Présence Commune: une expo incontournable au musée d’art moderne de Rabat
Dans le cadre du programme L’Afrique en Capitale, le musée Mohammed VI de Rabat ouvre ses portes à deux artistes prodigieux: le photographe Wahib Chehata et le plasticien Kouka. Fruits d’une résidence d’artistes au Jardin Rouge de Marrakech, ces œuvres revisitent le passé du continent africain et l’histoire de la Renaissance.
Par Olivier Rachet
D’où a bien pu venir cette idée de faire dialoguer des œuvres, en apparence, si éloignées ? D’un même goût partagé pour le continent africain, la musique, l’histoire des arts inséparable de celles des peuples ? On ne se retrouve pas par hasard en résidence à Marrakech, hébergés par la fondation Montresso soutenant la création contemporaine si une même urgence poétique ne vous habite.
Installé au Mali depuis 2014, le photographe Wahib Chehata a recherché des modèles pour rendre hommage aux peintres de la Renaissance, notamment à l’italien Caravage auquel ses clairs-obscurs extrêmement travaillés font irrésistiblement penser.
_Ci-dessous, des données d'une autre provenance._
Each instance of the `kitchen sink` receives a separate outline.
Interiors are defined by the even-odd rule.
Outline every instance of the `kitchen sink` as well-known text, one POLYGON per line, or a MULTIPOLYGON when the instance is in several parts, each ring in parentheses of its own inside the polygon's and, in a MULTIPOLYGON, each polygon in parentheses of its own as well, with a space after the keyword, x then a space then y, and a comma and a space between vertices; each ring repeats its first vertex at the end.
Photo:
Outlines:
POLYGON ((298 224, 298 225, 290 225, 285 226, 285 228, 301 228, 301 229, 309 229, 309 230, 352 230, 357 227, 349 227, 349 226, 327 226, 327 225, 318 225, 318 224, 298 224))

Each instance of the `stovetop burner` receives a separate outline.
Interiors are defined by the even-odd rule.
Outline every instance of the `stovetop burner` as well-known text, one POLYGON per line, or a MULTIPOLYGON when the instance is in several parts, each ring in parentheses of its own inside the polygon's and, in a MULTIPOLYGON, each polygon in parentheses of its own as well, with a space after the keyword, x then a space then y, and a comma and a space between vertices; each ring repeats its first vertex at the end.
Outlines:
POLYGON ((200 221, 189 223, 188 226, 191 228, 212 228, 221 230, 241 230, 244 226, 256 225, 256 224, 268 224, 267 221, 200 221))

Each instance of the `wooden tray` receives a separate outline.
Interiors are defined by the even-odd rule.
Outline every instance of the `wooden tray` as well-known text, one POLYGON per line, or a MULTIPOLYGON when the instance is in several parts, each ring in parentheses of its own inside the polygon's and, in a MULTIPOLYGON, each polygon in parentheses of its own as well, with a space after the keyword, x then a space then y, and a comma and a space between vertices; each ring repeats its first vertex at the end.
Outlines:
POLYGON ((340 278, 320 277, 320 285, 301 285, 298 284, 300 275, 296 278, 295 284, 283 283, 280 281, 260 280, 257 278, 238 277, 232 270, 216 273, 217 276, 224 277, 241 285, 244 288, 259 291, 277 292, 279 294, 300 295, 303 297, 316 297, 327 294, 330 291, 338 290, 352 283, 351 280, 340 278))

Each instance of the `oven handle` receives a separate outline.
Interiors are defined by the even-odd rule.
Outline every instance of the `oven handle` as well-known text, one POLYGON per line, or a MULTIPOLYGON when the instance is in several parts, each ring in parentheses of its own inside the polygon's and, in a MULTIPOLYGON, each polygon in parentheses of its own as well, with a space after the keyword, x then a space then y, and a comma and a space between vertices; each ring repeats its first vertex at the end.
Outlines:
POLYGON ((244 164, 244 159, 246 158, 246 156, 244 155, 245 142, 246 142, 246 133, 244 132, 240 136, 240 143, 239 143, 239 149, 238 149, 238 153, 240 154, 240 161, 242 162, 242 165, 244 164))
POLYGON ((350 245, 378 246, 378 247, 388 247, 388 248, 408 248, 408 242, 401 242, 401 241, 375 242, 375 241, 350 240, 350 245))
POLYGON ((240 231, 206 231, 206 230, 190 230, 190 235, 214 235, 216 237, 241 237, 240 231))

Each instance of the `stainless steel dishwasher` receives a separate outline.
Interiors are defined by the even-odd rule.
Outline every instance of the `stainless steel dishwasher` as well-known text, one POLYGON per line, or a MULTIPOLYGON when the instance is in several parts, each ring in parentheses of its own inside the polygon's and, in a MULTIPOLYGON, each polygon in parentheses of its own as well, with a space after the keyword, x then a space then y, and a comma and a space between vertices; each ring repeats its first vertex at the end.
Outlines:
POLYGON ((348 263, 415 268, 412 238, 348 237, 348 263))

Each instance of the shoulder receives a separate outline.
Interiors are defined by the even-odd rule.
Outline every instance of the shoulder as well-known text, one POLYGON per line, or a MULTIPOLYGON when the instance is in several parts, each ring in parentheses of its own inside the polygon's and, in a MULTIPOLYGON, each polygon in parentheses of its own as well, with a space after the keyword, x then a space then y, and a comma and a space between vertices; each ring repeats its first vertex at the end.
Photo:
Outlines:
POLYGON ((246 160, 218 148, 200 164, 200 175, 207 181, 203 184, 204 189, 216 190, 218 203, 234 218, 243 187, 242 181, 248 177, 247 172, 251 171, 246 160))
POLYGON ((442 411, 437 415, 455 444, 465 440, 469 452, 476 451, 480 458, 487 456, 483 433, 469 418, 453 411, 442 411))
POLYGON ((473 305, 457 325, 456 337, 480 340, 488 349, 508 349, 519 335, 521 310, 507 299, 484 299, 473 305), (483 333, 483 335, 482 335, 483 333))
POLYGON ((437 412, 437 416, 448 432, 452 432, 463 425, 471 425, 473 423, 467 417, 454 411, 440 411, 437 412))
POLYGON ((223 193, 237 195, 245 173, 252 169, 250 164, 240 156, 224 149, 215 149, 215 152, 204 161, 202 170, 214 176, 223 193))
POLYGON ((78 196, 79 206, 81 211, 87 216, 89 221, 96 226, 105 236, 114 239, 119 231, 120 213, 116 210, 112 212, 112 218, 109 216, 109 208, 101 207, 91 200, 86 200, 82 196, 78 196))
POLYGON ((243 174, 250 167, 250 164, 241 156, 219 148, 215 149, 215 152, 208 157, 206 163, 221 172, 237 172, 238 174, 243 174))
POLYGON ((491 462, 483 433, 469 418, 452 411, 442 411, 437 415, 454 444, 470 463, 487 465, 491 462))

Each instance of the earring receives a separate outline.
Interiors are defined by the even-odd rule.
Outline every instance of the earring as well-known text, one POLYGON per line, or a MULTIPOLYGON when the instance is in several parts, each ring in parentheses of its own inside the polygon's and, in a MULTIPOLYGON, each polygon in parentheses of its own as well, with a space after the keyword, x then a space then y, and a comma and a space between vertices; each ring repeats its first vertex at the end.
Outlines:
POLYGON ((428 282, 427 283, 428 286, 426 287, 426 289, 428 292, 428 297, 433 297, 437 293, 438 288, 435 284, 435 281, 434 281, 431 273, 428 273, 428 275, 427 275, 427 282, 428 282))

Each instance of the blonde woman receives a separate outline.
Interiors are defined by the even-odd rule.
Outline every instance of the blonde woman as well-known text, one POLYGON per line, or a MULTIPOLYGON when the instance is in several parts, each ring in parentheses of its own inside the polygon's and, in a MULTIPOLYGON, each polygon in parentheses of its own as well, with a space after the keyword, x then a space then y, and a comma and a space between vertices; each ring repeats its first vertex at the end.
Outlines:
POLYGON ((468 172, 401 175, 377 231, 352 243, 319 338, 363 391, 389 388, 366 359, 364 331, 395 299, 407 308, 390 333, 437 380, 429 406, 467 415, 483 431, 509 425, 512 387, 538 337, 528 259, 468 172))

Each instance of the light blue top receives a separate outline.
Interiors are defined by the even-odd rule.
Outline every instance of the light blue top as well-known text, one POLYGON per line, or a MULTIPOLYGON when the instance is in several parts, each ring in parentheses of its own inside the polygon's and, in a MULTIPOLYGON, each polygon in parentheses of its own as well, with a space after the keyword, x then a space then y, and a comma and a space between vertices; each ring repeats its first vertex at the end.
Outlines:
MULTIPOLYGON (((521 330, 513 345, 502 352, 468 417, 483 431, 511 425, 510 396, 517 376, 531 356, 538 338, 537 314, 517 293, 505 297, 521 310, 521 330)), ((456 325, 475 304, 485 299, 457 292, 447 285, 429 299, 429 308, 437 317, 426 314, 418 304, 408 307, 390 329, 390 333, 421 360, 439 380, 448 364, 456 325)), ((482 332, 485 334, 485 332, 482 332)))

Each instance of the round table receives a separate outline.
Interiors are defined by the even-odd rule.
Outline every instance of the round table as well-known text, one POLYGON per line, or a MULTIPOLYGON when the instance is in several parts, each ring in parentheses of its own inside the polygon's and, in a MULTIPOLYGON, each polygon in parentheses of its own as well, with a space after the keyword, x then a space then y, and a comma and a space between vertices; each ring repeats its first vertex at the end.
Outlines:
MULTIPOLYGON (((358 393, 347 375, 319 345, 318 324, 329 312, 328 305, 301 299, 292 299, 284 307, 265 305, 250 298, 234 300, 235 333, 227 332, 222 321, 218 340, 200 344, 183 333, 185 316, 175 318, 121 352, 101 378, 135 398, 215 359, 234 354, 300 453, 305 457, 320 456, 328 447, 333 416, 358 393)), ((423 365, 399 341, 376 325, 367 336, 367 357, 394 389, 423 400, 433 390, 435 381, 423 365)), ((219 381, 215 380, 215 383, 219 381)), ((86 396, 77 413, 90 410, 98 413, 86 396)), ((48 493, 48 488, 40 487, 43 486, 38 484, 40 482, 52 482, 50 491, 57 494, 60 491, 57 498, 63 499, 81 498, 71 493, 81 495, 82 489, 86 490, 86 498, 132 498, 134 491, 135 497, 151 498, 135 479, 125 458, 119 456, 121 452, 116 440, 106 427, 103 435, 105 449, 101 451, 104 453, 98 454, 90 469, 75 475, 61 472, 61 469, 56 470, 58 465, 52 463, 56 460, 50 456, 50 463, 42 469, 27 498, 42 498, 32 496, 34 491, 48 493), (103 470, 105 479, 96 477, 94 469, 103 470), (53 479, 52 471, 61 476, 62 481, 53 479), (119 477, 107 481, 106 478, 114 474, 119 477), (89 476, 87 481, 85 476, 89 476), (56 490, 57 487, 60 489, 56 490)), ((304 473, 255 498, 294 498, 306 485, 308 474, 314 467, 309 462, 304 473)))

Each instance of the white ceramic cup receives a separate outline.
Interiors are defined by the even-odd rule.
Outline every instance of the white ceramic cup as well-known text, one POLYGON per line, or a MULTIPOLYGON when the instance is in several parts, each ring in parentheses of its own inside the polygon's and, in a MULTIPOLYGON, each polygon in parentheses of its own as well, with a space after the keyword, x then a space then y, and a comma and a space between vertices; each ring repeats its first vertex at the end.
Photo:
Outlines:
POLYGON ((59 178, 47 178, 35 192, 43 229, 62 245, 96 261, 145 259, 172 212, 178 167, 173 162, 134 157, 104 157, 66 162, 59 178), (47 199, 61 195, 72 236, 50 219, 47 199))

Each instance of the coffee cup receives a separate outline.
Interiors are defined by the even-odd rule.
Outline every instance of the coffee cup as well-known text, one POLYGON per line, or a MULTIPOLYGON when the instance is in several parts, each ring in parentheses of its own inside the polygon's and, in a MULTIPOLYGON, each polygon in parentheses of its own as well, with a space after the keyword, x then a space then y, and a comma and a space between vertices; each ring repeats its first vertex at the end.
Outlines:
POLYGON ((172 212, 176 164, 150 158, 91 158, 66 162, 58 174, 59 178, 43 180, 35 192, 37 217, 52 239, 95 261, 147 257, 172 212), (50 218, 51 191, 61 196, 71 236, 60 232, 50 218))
Les références abondent dans des clichés intitulés Innocent, Job, Dans la solitude des champs de coton ou Mater. Francis Bacon côtoie Bernard-Marie Koltès. Les allusions bibliques flirtent avec les motifs mythologiques. Qu’une Renaissance puisse provenir d’Afrique, d’un pays aux traditions ancestrales comme le Mali n’étonnera que ceux restant engoncés dans les carcans d’une histoire de l’art dont on perçoit de jour en jour les plaques tectoniques vibrer en provenance du continent africain.
« L’Afrique en Capitale » est loin d’être une manifestation de circonstance accueillie par la ville de Rabat, ayant pour l’occasion ouvert grand les portes de ses différents lieux d’exposition, de la Villa des Arts, en passant par la Fondation CDG, la Galerie Bab Rouah ou la Galerie des Pompiers. Elle est le signe annonciateur d’un renouveau artistique qui va se développer de façon exponentielle. L’artiste de son côté évoque les acteurs d’une nouvelle mythologie associant « les aubes primordiales aux fracas apocalyptiques ». L’Afrique, une histoire de bruit et de fureur dont les aubes sont euphorisantes.
Des guerriers bantous droit debout
De son côté, le plasticien Kouka prolonge un travail plastique inauguré avec une série de peintures consacrée aux guerriers bantous. Le support utilisé frappe d’abord par son apparente trivialité : des palissades de bois sur lesquelles l’artiste peint le plus souvent de dos, des guerriers à l’allure noble et digne. L’artiste dit s’être inspiré de photographies pour réaliser ces œuvres spontanées qui rappellent l’univers du street art. Les planches monumentales exposées au sous-sol du musée, dont beaucoup sont tirées de la dernière exposition de l’artiste intitulée Dos au mur, sont comme autant d’autoportraits de cet artiste toujours debout, véritable guerrier urbain, « un Gavroche des temps modernes qui se balade avec une bombe dans la poche / L’enfant blanc, l’enfant noir, l’enfant métis, l’enfant Blam » (extrait de l’album de rap L’Enfant Blam de Kouka). Sur le parvis extérieur du musée Mohammed VI, le passant pourra se mesurer aux Guerriers de la République, et se souvenir du tribut payé par les peuples africains dans les guerres du 20e siècle.
On n’accède pas par hasard au statut iconique de la représentation. Présence Commune dit à la fois la fraternité de deux artistes avec un continent africain dont l’histoire chaotique est trop souvent occultée et la puissance visuelle d’œuvres plastiques et photographiques que le musée Mohammed VI peut s’enorgueillir de mettre en avant. Rabat, capitale culturelle de l’art contemporain ? Les mots du Président de la Fondation Nationale des Musées, Mehdi Qotbi, semblent le confirmer, lui qui affirme « la fierté d’être africains, héritiers d’un continent de culture et pionniers d’une ambition nouvelle. »
Exposition Présence Commune, au musée Mohammed VI d’art moderne, jusqu’au 28 avril 2017, à Rabat.